Kıyâmet gününe ve Cehennem azâbına inanan zenginlerin,
mallarının zekâtını, tarla mahsullerinin, meyvelerin uşrunu
vererek, bu azaplardan kurtulmaları lâzımdır.
Zekât vermek, Kur’ân-ı kerîmin 32 yerinde, namâzla birlikte
emredilmektedir.
Tövbe sûresinin 34. âyet-i kerîmesinde
meâlen;
(Malı, parayı biriktirip zekâtını, Müslümân
fakîrlerine vermeyenlere çok acı azâbı müjdele!) buyurulmuştur.

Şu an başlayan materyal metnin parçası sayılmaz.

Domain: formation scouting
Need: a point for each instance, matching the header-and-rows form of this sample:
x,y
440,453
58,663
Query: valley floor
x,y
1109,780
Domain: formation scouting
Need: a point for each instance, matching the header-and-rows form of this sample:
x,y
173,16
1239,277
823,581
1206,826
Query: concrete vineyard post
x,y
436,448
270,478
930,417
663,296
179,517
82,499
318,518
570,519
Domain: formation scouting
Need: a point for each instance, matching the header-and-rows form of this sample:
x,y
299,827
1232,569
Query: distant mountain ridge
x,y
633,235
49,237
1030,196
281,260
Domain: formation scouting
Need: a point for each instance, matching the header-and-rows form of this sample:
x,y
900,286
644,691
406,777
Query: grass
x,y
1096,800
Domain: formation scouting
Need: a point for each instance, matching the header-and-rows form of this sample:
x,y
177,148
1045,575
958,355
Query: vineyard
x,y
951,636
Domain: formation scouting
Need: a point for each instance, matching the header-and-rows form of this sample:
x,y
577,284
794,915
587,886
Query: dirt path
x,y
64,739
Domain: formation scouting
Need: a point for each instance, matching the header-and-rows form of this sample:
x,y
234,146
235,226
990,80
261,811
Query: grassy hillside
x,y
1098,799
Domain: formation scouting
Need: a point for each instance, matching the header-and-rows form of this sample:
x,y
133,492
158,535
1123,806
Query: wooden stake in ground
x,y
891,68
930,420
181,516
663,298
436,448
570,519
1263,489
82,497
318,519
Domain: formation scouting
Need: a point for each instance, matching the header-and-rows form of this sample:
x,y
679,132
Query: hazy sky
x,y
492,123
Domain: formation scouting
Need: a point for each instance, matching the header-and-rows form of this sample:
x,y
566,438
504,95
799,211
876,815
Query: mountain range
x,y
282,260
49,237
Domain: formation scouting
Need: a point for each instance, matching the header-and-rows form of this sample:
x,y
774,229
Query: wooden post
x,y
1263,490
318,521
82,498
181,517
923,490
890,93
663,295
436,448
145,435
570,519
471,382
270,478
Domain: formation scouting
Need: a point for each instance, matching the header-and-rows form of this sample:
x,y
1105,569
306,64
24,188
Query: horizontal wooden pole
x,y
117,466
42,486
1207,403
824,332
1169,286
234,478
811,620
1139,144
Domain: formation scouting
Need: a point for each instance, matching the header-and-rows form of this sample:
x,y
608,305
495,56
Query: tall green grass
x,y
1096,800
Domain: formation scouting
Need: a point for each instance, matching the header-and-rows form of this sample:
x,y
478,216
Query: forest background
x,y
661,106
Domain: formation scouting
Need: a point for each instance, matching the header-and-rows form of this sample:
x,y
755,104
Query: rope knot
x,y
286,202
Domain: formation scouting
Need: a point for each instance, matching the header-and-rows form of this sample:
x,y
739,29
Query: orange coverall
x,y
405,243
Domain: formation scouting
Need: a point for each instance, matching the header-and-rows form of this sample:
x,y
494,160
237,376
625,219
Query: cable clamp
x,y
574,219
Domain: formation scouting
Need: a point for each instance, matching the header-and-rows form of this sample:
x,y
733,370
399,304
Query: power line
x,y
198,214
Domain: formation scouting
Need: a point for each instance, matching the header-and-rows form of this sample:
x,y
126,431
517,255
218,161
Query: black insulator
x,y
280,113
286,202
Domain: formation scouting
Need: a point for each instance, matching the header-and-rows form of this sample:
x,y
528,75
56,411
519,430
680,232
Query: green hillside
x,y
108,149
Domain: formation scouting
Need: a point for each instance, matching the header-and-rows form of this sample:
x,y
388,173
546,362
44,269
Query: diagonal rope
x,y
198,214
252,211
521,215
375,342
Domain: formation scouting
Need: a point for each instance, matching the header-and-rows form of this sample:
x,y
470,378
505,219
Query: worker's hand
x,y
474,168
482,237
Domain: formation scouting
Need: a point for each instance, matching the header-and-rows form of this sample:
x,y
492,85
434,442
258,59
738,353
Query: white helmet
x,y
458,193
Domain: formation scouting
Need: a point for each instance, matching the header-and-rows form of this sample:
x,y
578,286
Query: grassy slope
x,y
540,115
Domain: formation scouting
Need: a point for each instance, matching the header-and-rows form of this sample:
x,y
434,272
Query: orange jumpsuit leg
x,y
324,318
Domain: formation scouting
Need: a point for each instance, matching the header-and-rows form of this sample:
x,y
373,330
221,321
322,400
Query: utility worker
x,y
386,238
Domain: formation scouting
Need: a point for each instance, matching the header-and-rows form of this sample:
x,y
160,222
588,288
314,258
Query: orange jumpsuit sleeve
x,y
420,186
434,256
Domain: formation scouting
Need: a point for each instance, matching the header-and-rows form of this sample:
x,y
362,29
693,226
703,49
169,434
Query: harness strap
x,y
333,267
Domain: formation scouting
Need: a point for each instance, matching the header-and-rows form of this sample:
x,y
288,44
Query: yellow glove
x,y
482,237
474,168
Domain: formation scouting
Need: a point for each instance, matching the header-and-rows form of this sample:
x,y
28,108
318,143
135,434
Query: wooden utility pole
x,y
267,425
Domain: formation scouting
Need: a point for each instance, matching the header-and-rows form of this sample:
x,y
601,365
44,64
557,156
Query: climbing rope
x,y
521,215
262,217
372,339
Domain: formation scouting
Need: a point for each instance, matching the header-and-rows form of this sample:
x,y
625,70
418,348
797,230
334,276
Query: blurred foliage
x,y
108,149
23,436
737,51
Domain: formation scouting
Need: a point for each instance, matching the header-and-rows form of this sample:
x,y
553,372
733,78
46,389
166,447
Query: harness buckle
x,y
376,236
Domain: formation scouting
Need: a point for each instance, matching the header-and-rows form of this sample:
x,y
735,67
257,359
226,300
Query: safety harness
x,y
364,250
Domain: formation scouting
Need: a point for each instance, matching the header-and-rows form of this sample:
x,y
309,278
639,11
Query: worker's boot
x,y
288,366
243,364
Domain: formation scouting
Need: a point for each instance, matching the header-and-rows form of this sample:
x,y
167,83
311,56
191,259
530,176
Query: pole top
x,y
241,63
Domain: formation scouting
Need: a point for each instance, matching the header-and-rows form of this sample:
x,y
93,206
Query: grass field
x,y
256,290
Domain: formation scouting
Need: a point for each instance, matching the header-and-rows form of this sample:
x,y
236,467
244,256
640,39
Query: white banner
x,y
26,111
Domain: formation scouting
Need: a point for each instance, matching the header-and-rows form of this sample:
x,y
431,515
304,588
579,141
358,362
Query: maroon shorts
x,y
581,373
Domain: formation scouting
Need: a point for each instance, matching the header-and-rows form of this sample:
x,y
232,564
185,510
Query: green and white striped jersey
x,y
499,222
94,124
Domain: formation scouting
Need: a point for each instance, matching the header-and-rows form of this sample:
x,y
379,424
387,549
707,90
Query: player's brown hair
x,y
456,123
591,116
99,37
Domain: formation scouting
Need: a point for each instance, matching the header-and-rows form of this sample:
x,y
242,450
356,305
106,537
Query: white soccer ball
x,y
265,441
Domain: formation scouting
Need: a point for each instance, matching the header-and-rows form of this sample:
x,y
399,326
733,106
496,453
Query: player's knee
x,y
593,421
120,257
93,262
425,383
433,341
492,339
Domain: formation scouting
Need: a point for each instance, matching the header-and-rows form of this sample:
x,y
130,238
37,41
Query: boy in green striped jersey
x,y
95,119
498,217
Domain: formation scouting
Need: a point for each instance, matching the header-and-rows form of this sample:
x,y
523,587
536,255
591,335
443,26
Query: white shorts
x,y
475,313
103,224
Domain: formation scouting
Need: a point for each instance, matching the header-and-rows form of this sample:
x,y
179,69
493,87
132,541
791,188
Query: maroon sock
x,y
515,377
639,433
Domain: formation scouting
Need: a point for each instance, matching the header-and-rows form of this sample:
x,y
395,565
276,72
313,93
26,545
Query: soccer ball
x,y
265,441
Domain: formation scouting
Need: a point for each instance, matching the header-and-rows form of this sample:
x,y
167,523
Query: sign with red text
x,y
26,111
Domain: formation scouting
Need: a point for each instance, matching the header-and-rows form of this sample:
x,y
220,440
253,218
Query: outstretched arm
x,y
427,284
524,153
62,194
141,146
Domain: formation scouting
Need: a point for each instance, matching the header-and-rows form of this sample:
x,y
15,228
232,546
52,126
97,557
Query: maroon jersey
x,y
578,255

Kıyâmet gününe ve Cehennem azâbına inanan zenginlerin, mallarının
zekâtını, tarla mahsullerinin, meyvelerin uşrunu vererek, bu
azaplardan kurtulmaları lâzımdır.
Hadîs-i şerîfte;
(Zekât vererek, malınızı
zarardan koruyunuz!) buyuruluyor.
Tefsîr-i Mugnîde buyuruluyor ki:
“Kur’ân-ı
kerîmde üç şey, üç şeyle berâber bildirildi. Bunlardan biri
yapılmazsa, ikincisi kabûl olmaz. Peygambere itâat edilmedikçe,
Allahü teâlâya itâat edilmiş olmaz. Anaya, babaya şükredilmedikçe,
Allahü teâlâya şükredilmiş olmaz. Malın zekâtı verilmedikçe,
namazlar kabul olmaz.”
İmâm-ı Gazâlî hazretleri, mahşer gününü anlatırken
buyuruyor ki:
“İnsanlardan her biri, dünyada sımsıkı
sakladıkları malı boyunlarına geçirmişlerdir. Deve zekâtını
vermeyenlerin, boynuna deve yüklenir. Öyle bağırır ve ağırlaşır ki,
büyük dağlar gibi olur. Sığır, koyun zekâtı vermeyenler de, böyle
olur. Bunların feryâtları âdeta gök gürlemesi gibidir.